Clemens Schmale hat seinen persönlichen Handelsstil seit den 1990er Jahren an der Börse entwickelt.

Dieser gründet auf zwei Säulen: ein anderer Analyseansatz und andere Basiswerte. Mit anders ist vor allem die Kombination aus Global Makro, fundamentaler Analyse und Chartanalyse sowie Zukunftstrends gemeint. Während Fundamentaldaten und Makrotrends bestimmen, was konkret gehandelt wird, verlässt sich Schmale beim Timing auf die Chartanalyse. Er handelt alle Anlageklassen, wobei er sich größtenteils auf Werte konzentriert, die nicht „Mainstream“ sind.

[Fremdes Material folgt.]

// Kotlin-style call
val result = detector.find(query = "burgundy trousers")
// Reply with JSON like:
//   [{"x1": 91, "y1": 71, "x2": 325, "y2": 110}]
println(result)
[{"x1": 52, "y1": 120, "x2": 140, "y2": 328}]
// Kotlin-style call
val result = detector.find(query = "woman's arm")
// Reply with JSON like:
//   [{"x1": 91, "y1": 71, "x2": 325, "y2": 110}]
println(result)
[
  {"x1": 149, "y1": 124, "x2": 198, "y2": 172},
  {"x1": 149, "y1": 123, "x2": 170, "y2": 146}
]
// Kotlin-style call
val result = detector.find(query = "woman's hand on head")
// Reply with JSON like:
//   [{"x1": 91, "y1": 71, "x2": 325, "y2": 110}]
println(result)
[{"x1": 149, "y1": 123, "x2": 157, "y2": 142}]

Diese Märkte sind weniger effizient als andere und ermöglichen so hohes Renditepotenzial. Sie sind damit allerdings auch spekulativer als hochliquide Märkte. Die Haltedauer einzelner Positionen variiert nach Anlageklasse, beträgt jedoch meist mehrere Tage, oft auch Wochen oder Monate.

Rohstoffe, Währungen und Volatilität handelt er aktiv, in Aktien und Anleihen investiert er eher langfristig. Die Basiswerte werden direkt – auch über Futures – oder über CFDs gehandelt, in Ausnahmefällen über Optionen und Zertifikate.